The exacerbation or the development of psoriasis/PsA during IFN-β therapy raises the question of the direct role of this treatment. Psoriasis and PsA are both T-cell mediated diseases. Skin biopsies from patients receiving IFN-β showed strong expression of the CCL2 and CXCL10 chemokines, facilitating traffic of T cells from the circulation to the skin lesions [8]. On the other hand, the IL-23/Th17 pathway has been implicated in the pathogenesis of psoriasis and PsA. Indeed, ustekinumab, a p40 IL-12/IL-23 monoclonal antibody, has proven to be highly effective in psoriasis and PsA. It has been hypothesized that IFN-β therapy in patients with Th17-mediated disease may have detrimental consequences [9]. Indeed, in an experimental allergic encephalomyelitis model of MS passively induced by Th17 cells reactive to myelin antigens, IFN-β exacerbated disease symptoms [9]. MS patients who do not respond to IFN-β are characterized by high serum concentration of Th17 cytokines [10]. In addition, the therapeutic response to IFN-β in MS patients has been related to the direct inhibition of IL-17A [9].

Taken together, these observations suggest that IFN-β and Th17 may be a hazardous combination in the same patient, especially one with preexisting autoimmune disease. Conversely, psoriasis may be associated with MS, although this combination remains uncertain. Psoriatic arthritis may occur in around 30% of patients with cutaneous psoriasis and we cannot exclude in our patient the spontaneous development of PsA. Finally, the treatment of arthritis in a patient with MS well controlled by IFN-β may be difficult. Traditional DMARDs should be proposed as first line.

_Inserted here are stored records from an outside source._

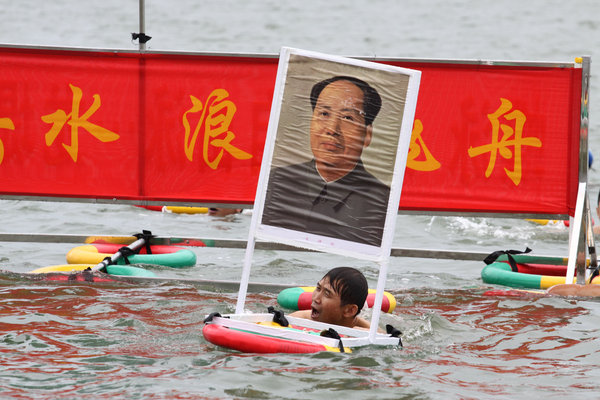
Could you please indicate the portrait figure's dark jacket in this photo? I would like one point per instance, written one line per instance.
(351, 208)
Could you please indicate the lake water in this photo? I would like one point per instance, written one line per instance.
(119, 340)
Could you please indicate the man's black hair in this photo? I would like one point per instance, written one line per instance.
(371, 101)
(350, 284)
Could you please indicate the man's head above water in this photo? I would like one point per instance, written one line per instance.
(338, 298)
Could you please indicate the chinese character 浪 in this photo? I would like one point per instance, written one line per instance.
(59, 118)
(215, 119)
(5, 123)
(416, 145)
(502, 145)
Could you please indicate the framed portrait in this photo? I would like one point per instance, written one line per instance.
(335, 153)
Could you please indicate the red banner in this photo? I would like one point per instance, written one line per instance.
(191, 128)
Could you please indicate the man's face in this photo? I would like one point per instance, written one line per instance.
(326, 304)
(337, 129)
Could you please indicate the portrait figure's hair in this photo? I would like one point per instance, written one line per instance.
(350, 284)
(371, 101)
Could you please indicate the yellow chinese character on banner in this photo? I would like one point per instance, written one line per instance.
(59, 118)
(417, 144)
(215, 119)
(501, 145)
(5, 123)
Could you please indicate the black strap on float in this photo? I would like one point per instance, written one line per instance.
(393, 332)
(107, 261)
(278, 316)
(147, 236)
(595, 273)
(211, 316)
(332, 333)
(126, 252)
(143, 38)
(513, 264)
(87, 274)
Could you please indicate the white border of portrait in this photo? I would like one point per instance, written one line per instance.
(324, 243)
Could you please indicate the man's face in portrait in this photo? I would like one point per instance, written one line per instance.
(337, 130)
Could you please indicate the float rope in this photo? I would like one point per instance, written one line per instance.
(332, 333)
(393, 332)
(513, 264)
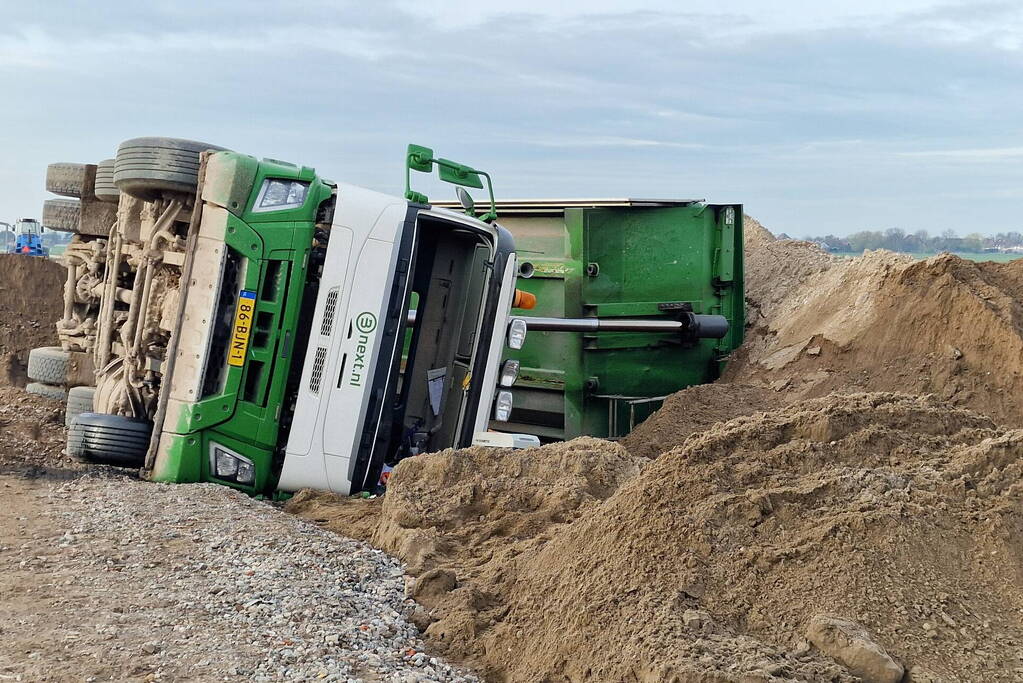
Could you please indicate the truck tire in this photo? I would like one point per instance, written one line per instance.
(61, 215)
(146, 168)
(79, 401)
(51, 392)
(105, 190)
(108, 440)
(49, 364)
(65, 179)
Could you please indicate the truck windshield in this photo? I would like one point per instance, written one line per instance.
(432, 377)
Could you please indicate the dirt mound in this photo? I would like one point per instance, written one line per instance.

TNFα inhibitors must be avoided since these agents may worsen neurologic symptoms in MS. Ustekinumab is not effective in MS. Dimethyl fumarate is effective for psoriasis and MS, but this compound has not been evaluated in PsA. In conclusion, clinicians must be aware that induction or exacerbation of psoriasis/PsA during IFN-β therapy is possible. In case of concomitant systemic autoimmune disease with IL-23/Th17 involvement, IFN-β should certainly be used with caution.

Conflict of Interests

The authors declare that there is no conflict of interests regarding the publication of this paper.